DeFilippis was lead author of a report published in January in the Journal of the American College of Cardiology reviewing studies about marijuana's effect on the heart. It found 2 million people with heart disease have reported using marijuana; it may be linked to coronary artery disease, heart disease, and chest pain; and smoking marijuana may carry some of the same risks as smoking tobacco.
"There are a variety of hypotheses about why this might be," she said. "They demonstrate that marijuana is not benign with respect to risk for stroke, heart attack, and other cardiovascular conditions."

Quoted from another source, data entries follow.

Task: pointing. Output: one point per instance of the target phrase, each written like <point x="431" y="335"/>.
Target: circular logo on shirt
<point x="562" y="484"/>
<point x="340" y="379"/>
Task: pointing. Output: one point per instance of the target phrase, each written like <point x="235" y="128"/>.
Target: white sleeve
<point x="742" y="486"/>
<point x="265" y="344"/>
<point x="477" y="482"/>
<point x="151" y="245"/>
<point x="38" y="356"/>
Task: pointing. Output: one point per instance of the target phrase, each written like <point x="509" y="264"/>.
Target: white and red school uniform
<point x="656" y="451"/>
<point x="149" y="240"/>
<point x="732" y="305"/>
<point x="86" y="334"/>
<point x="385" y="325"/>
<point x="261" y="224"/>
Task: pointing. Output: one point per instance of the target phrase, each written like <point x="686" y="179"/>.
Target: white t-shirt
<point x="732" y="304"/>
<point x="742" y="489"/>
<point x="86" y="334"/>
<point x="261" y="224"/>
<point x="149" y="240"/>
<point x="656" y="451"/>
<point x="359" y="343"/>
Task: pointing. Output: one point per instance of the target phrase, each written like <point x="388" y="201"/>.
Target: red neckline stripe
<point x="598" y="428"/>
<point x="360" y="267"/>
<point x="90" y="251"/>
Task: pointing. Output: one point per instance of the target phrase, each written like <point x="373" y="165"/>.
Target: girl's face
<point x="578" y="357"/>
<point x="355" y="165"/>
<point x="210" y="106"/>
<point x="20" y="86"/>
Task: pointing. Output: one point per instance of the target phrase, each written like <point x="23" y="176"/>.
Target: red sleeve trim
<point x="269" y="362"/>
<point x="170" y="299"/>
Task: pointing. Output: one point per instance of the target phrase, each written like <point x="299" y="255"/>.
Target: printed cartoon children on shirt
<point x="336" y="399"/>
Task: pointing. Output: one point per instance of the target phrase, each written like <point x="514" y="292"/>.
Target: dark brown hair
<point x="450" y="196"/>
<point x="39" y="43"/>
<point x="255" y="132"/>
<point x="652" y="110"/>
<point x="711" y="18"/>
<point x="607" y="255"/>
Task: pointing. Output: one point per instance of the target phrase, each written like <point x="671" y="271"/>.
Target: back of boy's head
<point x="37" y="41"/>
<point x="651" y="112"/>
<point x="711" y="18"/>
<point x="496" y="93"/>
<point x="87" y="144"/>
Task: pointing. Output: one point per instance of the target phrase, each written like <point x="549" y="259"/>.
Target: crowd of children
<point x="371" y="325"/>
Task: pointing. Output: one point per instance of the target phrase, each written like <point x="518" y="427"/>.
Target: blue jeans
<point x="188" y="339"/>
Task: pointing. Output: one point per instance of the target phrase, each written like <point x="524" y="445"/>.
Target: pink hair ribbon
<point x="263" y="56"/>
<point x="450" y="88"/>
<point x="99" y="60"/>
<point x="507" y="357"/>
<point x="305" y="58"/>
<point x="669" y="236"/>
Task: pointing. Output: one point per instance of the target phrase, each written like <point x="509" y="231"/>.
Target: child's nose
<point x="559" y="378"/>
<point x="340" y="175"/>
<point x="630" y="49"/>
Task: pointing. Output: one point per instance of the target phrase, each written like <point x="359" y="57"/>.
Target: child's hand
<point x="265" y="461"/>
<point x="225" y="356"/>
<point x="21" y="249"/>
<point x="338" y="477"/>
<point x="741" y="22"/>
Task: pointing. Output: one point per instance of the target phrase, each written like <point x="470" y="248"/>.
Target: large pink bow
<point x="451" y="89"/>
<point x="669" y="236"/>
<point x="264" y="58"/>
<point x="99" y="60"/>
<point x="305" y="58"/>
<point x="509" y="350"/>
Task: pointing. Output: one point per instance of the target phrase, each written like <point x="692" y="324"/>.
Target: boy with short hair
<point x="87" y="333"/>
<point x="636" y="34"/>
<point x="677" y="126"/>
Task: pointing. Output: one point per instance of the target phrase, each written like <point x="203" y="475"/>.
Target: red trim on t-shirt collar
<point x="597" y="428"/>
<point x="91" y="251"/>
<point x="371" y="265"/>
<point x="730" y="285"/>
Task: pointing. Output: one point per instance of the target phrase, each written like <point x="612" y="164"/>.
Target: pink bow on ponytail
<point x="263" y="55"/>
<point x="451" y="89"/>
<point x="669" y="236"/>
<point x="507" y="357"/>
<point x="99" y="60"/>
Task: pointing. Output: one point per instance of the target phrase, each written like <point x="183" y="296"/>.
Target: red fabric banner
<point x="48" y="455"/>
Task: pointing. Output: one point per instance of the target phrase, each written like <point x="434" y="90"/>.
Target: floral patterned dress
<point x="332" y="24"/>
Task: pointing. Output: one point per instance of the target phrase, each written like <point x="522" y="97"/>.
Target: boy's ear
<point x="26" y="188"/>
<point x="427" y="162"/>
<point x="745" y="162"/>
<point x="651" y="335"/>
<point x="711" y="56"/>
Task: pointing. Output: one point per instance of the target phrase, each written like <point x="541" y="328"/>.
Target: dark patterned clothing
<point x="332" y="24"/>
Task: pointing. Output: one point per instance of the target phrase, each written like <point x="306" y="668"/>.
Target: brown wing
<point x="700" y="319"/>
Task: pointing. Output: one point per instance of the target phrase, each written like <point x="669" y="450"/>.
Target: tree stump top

A 2019 observational study in the Annals of Internal Medicine tracked an upsurge in marijuana-related visits to the emergency room of a Colorado hospital after recreational use of the drug was legalized in the state. News accounts have reported a similar trend in other states.

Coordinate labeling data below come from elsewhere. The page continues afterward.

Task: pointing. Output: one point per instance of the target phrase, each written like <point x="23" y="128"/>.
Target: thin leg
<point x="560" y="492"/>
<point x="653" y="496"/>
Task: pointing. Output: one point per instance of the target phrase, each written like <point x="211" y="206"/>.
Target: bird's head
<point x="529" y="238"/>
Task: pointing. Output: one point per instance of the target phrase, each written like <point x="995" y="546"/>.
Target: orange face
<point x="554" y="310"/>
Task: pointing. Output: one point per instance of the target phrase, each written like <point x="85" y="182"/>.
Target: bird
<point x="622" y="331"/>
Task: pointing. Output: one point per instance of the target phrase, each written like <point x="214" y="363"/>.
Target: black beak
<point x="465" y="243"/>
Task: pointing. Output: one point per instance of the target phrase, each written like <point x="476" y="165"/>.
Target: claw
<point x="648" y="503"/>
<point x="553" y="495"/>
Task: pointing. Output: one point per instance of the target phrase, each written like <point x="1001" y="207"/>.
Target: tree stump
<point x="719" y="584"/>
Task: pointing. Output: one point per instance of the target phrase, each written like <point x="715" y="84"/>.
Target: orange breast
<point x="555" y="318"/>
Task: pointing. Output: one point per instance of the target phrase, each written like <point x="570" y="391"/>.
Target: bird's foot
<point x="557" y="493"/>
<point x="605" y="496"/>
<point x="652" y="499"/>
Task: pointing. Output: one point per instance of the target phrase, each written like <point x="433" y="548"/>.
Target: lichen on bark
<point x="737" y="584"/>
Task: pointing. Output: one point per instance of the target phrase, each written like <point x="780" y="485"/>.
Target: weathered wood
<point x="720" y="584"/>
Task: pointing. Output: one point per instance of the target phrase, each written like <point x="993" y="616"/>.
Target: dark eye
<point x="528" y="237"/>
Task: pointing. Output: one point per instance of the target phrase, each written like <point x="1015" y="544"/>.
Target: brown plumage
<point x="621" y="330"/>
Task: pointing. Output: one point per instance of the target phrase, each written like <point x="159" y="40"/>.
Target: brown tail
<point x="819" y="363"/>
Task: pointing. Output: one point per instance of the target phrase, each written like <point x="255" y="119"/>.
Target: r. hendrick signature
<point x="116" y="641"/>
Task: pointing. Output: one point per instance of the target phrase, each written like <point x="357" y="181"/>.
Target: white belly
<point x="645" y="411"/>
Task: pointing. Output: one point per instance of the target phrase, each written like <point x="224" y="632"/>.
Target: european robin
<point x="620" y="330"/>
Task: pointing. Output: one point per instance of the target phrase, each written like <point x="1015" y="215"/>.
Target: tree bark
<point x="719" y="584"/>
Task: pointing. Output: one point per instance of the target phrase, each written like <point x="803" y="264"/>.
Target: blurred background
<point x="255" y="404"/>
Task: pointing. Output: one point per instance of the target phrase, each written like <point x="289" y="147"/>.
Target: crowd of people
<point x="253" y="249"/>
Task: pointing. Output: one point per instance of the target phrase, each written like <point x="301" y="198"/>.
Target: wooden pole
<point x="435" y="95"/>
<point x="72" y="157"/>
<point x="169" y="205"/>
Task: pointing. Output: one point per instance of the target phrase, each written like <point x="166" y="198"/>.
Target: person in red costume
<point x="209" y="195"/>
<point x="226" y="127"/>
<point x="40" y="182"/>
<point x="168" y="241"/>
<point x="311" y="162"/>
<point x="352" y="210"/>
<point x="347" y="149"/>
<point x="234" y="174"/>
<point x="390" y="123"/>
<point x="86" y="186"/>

In the Colorado study, the leading reasons that brought people to the emergency room were intoxication, vomiting and psychiatric reactions. But the study concluded overall hospital "visits attributable to inhaled cannabis are more frequent than those attributable to edible cannabis, although the latter is associated with more acute psychiatric visits and more (emergency department) visits than expected."
Kloner, who has studied the subject and advocated more research for years, said the results so far "are kind of a mixed bag," for several reasons.
Most of the studies, he said, have been observational, measuring the association between factors and outcomes, rather than randomized clinical trials, which can provide evidence of the causes.
Funding and approving such studies have been hindered because while many states have legitimized marijuana, the federal government still classifies it as a Schedule 1 drug "with no currently accepted medical use and a high potential for abuse."
"That basically means it's illegal to conduct rigorous controlled trials with marijuana products," DeFilippis said. "That is a main barrier to getting strong data we can use to guide our recommendations."
Kloner said evaluating various studies conducted over the years is complicated because marijuana has become more potent. There also is the quandary that the main components of marijuana, cannabidiol (CBD) and tetrahydrocannabinol (THC), may be working at cross purposes.
For example, Kloner said, some studies suggest CBD could reduce heart rate and blood pressure, while THC – the chemical that produces euphoria – may raise heart rate and blood pressure.
"What we want to do is try to tease out the potential positive things that there could be in CBD and understand a bit more what THC is doing," he said, "and maybe come up with ways of counteracting that."
And Kloner has a warning about vaping. "Based on very recent studies, vaping of THC or marijuana, especially if it is cut with vitamin E acetate oil, should be avoided as this usage has now been associated with" lung injury and respiratory distress.